Eine Liebeserklärung

In erster Linie ist Janine Jüntschke für ihre kompetenten Rathaus­führungen bekannt und für ihr fundiertes Wissen, das sie täglich an zahlreiche Besucher weitergibt. Und dann ist da noch ihre große Zuneigung zu Lüneburg. Eine Liebeserklärung

Guten Morgen, Du Schöne“ — mit diesen Worten begrüßt Janine Jüntschke allmorgendlich das Rathaus, wenn sie die Treppen emporsteigt, das weiche Morgenlicht durch die hohen Fenster fällt und das Holz den urtümlichen Duft einer 784 Jahre alten Vergangenheit atmet. In diesen Mauern lebt die Historie der Stadt.
Liebe auf den ersten Blick sei es gewesen, lächelt die 26-Jährige, als sie 2008 in der Hansestadt an der Ilmenau eintraf, um das Studium der Kulturwissenschaften und der Wirtschaftspsychologie anzutreten. Seither ist sie überzeugte Lüneburgerin und beabsichtigt nicht, dies in absehbarer Zeit zu ändern. Geboren und aufgewachsen in Nieder­sachsen, hat sie dem Bundesland die Treue ge­halten. Ein Nordlicht sei sie durch und durch, das sei ihr während einer einjährigen Stippvisite in München noch einmal deutlich geworden und auch auf ihren Reisen, die sie nach Uganda oder Thailand führten und viele tausend Kilometer weit über den heimischen Tellerrand blicken ließen. Überhaupt ist es das Reisen, das ihr immer wieder einen neuen Blick auf die Dinge eröffnet, ihr Bewusstsein für das Wesentliche öffnen.

Lüneburg? Liebe auf den ersten Blick sei es gewesen, lächelt die 26-Jährige.

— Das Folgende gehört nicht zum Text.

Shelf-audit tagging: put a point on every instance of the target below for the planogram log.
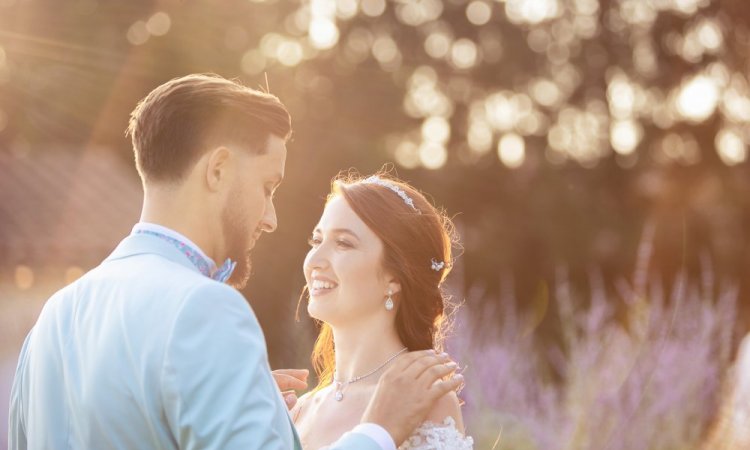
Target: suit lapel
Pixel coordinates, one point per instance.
(144, 244)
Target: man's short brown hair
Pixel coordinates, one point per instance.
(183, 118)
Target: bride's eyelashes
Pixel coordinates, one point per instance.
(315, 241)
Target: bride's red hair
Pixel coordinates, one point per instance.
(411, 240)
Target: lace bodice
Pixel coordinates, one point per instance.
(438, 436)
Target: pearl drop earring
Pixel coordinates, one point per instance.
(389, 301)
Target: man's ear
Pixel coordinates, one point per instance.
(217, 167)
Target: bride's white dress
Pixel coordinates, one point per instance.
(438, 436)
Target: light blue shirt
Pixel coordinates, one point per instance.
(145, 352)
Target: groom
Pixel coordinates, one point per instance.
(152, 349)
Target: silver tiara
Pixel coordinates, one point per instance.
(400, 192)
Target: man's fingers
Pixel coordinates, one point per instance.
(288, 382)
(442, 387)
(420, 361)
(290, 398)
(300, 374)
(436, 372)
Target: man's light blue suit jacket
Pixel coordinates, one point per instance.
(146, 352)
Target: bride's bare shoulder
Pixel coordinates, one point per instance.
(447, 405)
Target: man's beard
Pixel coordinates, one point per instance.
(237, 240)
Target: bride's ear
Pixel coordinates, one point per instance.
(394, 286)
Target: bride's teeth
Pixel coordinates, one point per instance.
(318, 284)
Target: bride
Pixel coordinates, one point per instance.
(378, 257)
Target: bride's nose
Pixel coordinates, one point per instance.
(317, 258)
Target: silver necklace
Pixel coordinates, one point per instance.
(341, 385)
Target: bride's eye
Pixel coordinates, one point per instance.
(344, 243)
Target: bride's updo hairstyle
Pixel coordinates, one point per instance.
(417, 241)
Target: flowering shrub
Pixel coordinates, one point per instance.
(635, 368)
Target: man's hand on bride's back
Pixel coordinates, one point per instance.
(289, 381)
(408, 390)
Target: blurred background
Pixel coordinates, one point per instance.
(593, 154)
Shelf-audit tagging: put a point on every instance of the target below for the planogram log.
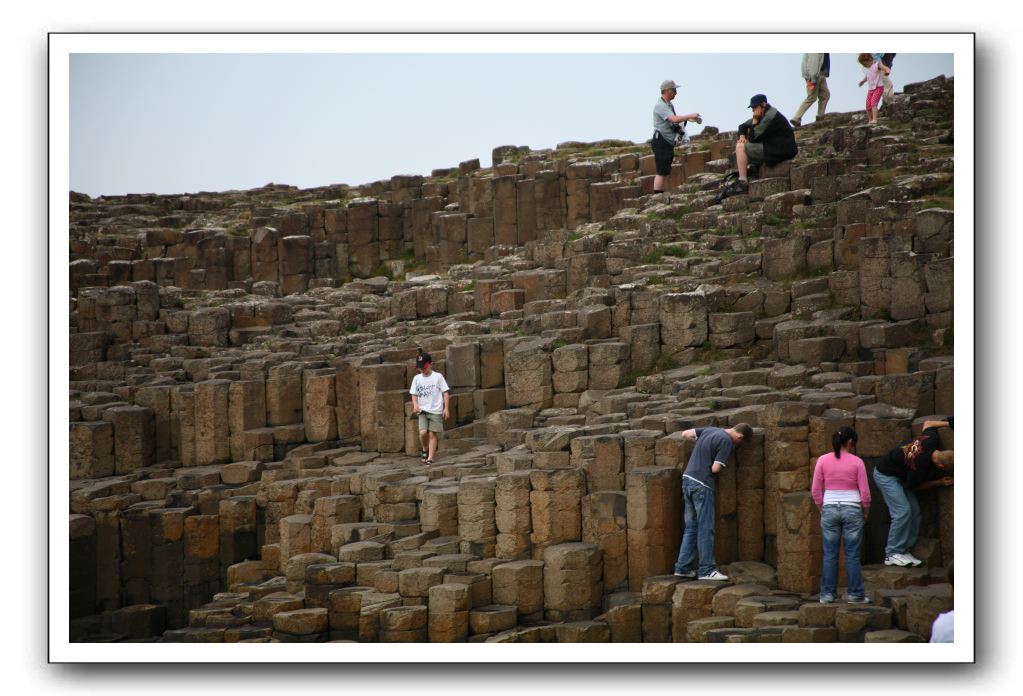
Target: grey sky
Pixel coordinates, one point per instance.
(182, 123)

Als sie 2011 ihren Bachelor in der Tasche hatte, sollten erneut ein längerer Auslandsaufenthalt und anschließend ein Praktikum folgen. 14 Länder in sechs Monaten bereiste sie dann auch auf ihrer Weltumrundung, bevor sie im Frühjahr 2012 die Nachricht erreichte, dass bei der Lüneburg Marketing ein Praktikumsplatz im Veranstaltungs­bereich für sie frei sei. Danach war eigentlich eine Fortsetzung des Studiums mit abschließendem Master geplant. Doch das Leben geht manchmal eigentümliche Wege „Ich wurde gefragt, ob ich die Rathausführungen übernehmen wolle“. Sie wollte und fand damit zu ihrem heutigen Arbeitsplatz – dem schönsten der Welt, wie sie wiederholt betont! Bei der Lüneburg Marketing ist sie seither angestellt und zuständig für die gesamte touristische Organisation im Rathaus, zu der sowohl die Führungen und deren Ausarbeitung, als auch die Zusammenarbeit mit Stadt und Honorarkräften und das Erstellen von Statistiken zählen.

Sich bei den Führungen auf ein Thema zu reduzieren, sei nicht leicht; zu viel Wissenswertes gibt es zu vermitteln.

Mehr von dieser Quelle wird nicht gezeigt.